Ho apprezzato l’intervento del prof. Luciano Romeo (medicina del lavoro all’Università di Verona), che ha evidenziato come, pur in una situazione generalmente migliorata, permangano fattori di rischio importanti, primo fra tutti quello relativo all’ inalazione di polveri di silice. I dati INAIL che ha mostrato, relativi a misurazioni ambientali, disponibili fino al 2006, confermano infatti il superamento della soglia di rischio in quasi tutte le mansioni. Una soglia che è stata abbassata nel corso degli anni anche per la possibile cancerogenicità di queste polveri; una correlazione, però, contestata dal dott. De Santa (medico del lavoro), il quale ha fatto presente che tali valori di soglia sono quelli americani, mentre quelli europei sono molto meno restrittivi. Egli ha contestato anche i dati relativi alle rilevazioni ambientali dell’INAIL perché eseguiti con metodi ed attrezzature che hanno portato a sovrastimare le polveri.

Devo dire che mi è piaciuta la risposta, non priva di ironia, dell’avvocato Massimo Tirelli di Verona che ha sottolineato la contraddizione esistente tra i dati degli ultimi dieci anni, secondo i quali i fattori di rischio, gli infortuni e le malattie professionali sono inferiori a quelli di molti altri settori, e il fatto che il lavoro nelle cave di porfido sia riconosciuto come usurante.

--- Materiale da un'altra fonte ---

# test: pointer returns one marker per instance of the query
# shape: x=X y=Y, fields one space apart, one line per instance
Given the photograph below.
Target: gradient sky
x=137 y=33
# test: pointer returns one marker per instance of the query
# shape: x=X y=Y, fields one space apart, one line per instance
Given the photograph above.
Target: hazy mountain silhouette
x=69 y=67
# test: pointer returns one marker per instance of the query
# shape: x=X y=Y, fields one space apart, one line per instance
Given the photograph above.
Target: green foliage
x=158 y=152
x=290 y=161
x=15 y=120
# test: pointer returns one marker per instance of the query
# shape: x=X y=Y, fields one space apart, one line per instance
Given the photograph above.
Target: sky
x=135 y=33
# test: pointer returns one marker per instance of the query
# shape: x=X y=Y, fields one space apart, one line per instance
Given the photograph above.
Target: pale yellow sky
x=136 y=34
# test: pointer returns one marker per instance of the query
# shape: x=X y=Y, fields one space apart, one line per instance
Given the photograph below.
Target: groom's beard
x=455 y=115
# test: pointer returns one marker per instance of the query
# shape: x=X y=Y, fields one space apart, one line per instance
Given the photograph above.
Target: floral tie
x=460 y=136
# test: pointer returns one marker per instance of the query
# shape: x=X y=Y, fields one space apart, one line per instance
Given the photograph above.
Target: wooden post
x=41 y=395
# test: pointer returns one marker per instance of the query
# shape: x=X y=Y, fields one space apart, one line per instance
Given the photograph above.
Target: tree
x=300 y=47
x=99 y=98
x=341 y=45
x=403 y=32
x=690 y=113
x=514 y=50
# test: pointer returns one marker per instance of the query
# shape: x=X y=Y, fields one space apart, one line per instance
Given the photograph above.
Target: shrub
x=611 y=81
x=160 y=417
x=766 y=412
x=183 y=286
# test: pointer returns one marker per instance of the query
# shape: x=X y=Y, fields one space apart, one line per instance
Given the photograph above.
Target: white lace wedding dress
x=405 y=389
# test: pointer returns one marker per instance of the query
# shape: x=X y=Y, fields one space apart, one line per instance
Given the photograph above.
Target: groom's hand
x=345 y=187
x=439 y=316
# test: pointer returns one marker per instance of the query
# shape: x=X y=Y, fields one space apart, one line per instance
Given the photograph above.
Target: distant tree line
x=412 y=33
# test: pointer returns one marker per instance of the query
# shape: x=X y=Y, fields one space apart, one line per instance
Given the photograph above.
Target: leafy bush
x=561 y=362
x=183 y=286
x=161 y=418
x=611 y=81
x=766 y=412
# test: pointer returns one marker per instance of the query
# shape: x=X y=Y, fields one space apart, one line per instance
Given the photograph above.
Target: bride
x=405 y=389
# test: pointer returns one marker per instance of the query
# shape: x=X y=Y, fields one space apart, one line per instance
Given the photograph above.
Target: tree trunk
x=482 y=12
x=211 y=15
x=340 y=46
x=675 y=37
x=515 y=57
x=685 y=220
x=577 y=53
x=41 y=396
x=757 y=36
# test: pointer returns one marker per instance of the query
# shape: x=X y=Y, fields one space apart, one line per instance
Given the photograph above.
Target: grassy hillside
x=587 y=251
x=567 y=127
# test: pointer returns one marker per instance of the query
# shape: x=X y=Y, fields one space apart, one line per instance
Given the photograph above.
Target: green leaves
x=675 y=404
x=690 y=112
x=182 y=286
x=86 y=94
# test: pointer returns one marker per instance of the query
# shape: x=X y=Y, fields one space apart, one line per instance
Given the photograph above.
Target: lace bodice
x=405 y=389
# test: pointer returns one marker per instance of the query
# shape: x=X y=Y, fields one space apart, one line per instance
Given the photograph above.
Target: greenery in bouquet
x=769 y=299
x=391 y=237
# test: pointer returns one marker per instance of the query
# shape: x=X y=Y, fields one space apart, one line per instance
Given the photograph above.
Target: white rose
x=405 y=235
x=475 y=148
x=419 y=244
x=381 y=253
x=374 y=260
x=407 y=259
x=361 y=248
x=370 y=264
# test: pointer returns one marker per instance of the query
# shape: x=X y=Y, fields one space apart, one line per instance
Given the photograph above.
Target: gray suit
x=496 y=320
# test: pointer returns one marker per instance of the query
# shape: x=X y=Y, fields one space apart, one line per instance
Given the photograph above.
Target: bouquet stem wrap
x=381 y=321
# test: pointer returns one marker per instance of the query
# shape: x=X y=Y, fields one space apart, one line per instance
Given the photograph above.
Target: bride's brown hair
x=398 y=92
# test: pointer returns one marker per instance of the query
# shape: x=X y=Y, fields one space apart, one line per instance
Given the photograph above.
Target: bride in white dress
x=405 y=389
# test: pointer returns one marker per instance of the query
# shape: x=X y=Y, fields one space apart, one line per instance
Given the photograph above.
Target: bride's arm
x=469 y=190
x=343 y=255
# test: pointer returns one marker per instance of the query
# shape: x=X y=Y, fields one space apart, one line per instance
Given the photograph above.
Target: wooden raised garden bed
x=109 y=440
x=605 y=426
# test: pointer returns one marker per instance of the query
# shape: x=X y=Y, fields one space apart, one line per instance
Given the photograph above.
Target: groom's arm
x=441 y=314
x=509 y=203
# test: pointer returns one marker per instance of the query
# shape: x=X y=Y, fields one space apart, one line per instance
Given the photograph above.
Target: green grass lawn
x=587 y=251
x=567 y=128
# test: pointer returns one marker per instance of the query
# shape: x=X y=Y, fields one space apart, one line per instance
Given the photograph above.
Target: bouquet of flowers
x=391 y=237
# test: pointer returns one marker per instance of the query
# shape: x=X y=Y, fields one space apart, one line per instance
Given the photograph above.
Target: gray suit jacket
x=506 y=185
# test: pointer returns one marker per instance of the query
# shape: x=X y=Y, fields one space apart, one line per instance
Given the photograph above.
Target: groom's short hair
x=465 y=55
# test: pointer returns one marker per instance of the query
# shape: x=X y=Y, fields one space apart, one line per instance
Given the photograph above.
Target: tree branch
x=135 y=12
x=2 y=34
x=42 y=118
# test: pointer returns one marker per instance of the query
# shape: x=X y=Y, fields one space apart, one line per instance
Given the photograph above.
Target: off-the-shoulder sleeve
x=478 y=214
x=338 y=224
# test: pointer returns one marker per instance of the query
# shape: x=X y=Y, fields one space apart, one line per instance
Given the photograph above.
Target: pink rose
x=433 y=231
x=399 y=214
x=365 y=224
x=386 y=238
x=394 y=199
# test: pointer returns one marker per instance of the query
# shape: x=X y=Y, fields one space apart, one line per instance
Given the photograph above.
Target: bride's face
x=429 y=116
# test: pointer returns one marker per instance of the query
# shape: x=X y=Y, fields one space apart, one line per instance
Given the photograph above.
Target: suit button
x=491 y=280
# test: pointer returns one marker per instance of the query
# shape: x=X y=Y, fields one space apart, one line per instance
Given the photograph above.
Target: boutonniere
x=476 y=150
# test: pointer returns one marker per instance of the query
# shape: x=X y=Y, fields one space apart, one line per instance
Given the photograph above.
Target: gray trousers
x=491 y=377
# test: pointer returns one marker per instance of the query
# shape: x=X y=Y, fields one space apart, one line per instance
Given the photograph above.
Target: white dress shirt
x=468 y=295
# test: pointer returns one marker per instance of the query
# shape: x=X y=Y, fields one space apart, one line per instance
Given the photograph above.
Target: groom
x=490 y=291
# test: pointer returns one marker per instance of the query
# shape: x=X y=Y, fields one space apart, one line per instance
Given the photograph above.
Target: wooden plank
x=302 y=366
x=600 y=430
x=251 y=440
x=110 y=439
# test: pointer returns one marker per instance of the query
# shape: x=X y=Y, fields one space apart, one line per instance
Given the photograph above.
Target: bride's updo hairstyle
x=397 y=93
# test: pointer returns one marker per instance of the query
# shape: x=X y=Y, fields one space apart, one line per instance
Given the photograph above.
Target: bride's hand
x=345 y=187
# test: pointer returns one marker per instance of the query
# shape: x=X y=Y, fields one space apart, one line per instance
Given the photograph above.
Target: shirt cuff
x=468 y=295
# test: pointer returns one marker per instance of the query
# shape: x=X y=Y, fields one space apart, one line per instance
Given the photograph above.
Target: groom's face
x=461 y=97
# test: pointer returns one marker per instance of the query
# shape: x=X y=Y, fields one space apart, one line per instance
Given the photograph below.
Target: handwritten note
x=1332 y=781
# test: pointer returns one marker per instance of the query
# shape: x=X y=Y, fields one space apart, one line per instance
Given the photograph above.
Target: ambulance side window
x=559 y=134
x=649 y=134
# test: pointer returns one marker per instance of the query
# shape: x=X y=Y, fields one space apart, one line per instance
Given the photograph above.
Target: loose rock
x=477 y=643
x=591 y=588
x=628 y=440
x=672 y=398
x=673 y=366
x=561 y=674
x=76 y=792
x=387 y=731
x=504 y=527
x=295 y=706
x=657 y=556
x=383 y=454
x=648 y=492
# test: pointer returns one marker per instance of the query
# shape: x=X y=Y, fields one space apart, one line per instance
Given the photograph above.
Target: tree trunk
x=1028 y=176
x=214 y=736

Come ho fatto presente in quella sede, il massiccio ricambio di manodopera avvenuto 25 anni fa con l’impiego di lavoratori extracomunitari e l’espulsione di gran parte degli stessi negli ultimi anni sicuramente hanno contribuito a falsare il dato epidemiologico, occultando quindi parzialmente la realtà. Per quanto riguarda il calo massiccio degli infortuni, occorre ricordare che, oltre alle forti pressioni esercitate nei confronti dei lavoratori dai datori di lavoro affinché optino per la malattia, il proliferare di artigiani e partite IVA ha contribuito anche in questo caso a mascherare la realtà.

Per concludere, vorrei invitare il segretario della Filca Fabrizio Bignotti, che ha accusato di falsità coloro che denunciano la massiccia perdita di posti di lavoro nel settore vantando ben 400 iscritti, a chiedersi come mai al convegno promosso dalla Filca fossero presenti solo 15 lavoratori (13 dei quali extracomunitari), un quinto dei quali in mobilità!